Acute Induction of Translocon-Mediated Ca2+ Leak Protects Cardiomyocytes Against Ischemia/Reperfusion Injury

Abstract

During myocardial infarction, dysregulation of Ca²⁺ homeostasis between the reticulum, mitochondria, and cytosol occurs in cardiomyocytes and leads to cell death. Ca²⁺ leak channels are thought to be key regulators of the reticular Ca²⁺ homeostasis and cell survival. The present study aimed to determine whether a particular reticular Ca²⁺ leak channel, the translocon, also known as translocation channel, could be a relevant target against ischemia/reperfusion-mediated heart injury.
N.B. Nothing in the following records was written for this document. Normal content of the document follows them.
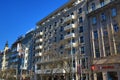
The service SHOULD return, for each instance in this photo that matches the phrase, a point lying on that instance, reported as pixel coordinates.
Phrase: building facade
(62, 46)
(104, 23)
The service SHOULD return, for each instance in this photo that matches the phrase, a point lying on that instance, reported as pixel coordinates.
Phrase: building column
(118, 74)
(95, 76)
(104, 74)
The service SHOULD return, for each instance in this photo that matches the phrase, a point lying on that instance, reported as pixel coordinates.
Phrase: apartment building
(4, 65)
(104, 23)
(20, 58)
(62, 44)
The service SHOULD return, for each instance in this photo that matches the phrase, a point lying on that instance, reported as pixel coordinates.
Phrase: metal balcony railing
(69, 35)
(38, 47)
(70, 26)
(69, 45)
(40, 33)
(38, 54)
(39, 40)
(69, 18)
To achieve this objective, we first used an intramyocardial adenoviral strategy to express biosensors in order to assess Ca²⁺ variations in freshly isolated adult mouse cardiomyocytes to show that translocon is a functional reticular Ca²⁺ leak channel. Interestingly, translocon activation by puromycin mobilized a ryanodine receptor (RyR)-independent reticular Ca²⁺ pool and did not affect the excitation-concentration coupling. Second, puromycin pretreatment decreased mitochondrial Ca²⁺ content and slowed down the mitochondrial permeability transition pore (mPTP) opening and the rate of cytosolic Ca²⁺ increase during hypoxia. Finally, this translocon pre-activation also protected cardiomyocytes after in vitro hypoxia reoxygenation and reduced infarct size in mice submitted to in vivo ischemia-reperfusion. Altogether, our report emphasizes the role of translocon in cardioprotection and highlights a new paradigm in cardioprotection by functionally uncoupling the RyR-dependent Ca²⁺ stores and translocon-dependent Ca²⁺ stores.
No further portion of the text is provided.